Deshalb würden derzeit Wirkstoffe entwickelt, die die bisher bekannte Funktion von Tyk2, die sogenannte "Kinase", hemmen: Signale zu übertragen, indem andere Eiweißstoffe ein "Fähnchen" (einen Phosphatrest) angehängt bekommen. Solche Medikamente wären sowohl gegen Krebs als auch bei entzündungsbedingten Krankheiten hilfreich, berichten die Forscher.

Kinase-Aktivität unterdrücken

Dabei könnte es jedoch Komplikationen geben, denn Tyk2 trägt wesentlich zur Reifung und Aktivierung von natürlichen Killerzellen bei. Sie sind Bestandteile des angeborenen Immunsystems und bilden die erste Abwehrreihe gegen Virusinfektionen und Krebserkrankungen. Die Killerzellen erkennen etwa Krebszellen und bombardieren sie mit diversen Eiweißstoffen, die sie zerstören. Eine Hemmung von Tyk2 könnte also auch die Krebsabwehr durch die eigenen Immunzellen schwächen.

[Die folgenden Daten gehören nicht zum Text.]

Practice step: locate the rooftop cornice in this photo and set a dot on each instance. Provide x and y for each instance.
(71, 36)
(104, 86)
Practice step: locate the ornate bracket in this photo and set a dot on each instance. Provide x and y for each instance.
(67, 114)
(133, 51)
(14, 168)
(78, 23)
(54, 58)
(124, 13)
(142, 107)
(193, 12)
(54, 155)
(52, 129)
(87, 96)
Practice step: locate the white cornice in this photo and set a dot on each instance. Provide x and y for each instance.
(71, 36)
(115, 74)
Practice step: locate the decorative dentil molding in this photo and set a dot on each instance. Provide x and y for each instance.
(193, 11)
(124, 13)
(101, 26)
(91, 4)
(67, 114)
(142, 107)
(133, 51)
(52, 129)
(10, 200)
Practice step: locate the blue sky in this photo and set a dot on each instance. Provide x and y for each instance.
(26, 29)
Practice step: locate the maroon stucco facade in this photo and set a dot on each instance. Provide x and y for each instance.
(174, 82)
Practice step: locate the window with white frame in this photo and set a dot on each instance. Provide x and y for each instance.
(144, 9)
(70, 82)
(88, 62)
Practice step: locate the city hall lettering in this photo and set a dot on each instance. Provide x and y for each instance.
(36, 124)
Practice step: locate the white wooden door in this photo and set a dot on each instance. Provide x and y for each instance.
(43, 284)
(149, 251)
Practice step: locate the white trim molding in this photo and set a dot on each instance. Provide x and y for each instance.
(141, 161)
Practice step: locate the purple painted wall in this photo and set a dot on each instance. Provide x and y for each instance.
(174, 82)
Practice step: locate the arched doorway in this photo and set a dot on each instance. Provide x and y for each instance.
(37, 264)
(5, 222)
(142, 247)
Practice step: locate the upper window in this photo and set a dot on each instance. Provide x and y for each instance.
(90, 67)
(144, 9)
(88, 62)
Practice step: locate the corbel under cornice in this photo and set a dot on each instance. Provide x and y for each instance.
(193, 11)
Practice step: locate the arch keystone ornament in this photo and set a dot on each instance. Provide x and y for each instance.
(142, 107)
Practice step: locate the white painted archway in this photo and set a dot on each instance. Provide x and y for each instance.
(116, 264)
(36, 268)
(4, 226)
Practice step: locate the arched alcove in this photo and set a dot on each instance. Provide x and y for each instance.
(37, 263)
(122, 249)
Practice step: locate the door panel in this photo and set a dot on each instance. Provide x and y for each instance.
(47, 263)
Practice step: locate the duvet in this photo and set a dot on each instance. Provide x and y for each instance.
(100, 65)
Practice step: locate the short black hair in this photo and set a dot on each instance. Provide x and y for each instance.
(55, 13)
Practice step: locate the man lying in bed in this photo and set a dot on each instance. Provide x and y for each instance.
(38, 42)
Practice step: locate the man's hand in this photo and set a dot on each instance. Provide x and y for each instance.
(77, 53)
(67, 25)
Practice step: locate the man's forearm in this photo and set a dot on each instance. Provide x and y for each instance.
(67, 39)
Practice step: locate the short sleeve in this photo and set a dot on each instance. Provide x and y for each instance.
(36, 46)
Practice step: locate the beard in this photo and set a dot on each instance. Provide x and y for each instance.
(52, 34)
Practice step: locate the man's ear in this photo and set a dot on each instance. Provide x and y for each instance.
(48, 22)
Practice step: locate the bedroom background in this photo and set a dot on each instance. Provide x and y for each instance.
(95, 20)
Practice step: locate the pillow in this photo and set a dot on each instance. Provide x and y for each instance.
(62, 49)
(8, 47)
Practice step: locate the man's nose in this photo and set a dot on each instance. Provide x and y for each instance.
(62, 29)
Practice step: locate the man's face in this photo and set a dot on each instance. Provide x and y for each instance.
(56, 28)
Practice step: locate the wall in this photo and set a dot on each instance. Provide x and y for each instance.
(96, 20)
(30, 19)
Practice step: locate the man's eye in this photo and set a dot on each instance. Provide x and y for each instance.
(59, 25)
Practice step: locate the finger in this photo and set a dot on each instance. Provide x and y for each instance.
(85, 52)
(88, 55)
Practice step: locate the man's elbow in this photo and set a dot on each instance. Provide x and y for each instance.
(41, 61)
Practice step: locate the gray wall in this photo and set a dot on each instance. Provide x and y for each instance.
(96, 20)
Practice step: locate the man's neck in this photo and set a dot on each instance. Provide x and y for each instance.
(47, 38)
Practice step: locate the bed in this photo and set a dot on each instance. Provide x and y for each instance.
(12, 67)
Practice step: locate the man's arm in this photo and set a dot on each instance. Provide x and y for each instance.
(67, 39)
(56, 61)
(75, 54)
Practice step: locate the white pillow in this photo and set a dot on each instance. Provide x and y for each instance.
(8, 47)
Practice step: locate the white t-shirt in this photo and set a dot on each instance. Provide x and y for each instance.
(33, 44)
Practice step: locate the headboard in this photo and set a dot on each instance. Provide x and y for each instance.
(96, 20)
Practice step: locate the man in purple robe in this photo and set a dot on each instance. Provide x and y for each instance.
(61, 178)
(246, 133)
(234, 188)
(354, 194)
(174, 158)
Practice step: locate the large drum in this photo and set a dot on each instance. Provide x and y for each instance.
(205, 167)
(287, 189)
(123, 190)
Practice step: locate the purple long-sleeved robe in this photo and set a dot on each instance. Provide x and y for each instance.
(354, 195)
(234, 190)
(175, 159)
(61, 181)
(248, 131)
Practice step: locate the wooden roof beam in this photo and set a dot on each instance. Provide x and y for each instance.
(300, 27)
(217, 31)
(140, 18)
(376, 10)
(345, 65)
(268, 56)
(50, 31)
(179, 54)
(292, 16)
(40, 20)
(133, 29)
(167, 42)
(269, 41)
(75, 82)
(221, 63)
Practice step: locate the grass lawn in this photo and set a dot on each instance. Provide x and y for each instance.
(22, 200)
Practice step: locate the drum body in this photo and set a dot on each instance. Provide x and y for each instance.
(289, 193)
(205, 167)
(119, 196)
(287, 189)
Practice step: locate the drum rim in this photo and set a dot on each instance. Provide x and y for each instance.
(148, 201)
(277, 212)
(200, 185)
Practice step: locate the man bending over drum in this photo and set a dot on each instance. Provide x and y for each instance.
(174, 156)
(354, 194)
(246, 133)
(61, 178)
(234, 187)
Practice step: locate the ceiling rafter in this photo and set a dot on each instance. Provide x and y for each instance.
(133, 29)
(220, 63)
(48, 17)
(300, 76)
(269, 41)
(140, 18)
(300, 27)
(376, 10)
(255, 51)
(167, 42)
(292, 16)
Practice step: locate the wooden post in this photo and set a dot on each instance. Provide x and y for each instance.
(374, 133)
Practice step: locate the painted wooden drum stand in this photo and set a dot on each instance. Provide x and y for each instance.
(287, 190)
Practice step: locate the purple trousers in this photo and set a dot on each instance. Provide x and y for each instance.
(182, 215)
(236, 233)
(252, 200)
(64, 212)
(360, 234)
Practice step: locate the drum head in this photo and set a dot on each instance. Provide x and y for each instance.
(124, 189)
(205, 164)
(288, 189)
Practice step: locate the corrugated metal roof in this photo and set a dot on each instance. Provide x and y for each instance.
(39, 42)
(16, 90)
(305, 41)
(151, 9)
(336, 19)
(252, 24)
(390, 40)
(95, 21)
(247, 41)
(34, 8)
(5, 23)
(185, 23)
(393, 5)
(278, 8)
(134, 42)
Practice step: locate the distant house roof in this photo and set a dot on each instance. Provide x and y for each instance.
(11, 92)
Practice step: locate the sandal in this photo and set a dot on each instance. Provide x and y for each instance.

Tatsächlich waren bei Mäusen, denen Tyk2 vollkommen fehlte, die natürlichen Killerzellen schlecht ausgebildet und sie konnten das Krebswachstum nicht mehr kontrollieren. Doch in Tieren, bei denen Tyk2 zwar vorhanden, seine Kinase-Aktivität jedoch ausgeschaltet war, wurde das Krebswachstum stark unterdrückt, und die natürlichen Killerzellen konnten Krebszellen effektiv abtöten.

Black Box: Tyk2

"Medikamente, die auf die Hemmung der Kinaseaktivität abzielen, stören das Immunsystem also nicht bei seiner Arbeit", erklärt Birgit Strobl von der Abteilung für Molekulare Genetik der Vetmed Wien. Diese Arzneimittel seien für die Krebstherapie somit vielversprechender als gedacht.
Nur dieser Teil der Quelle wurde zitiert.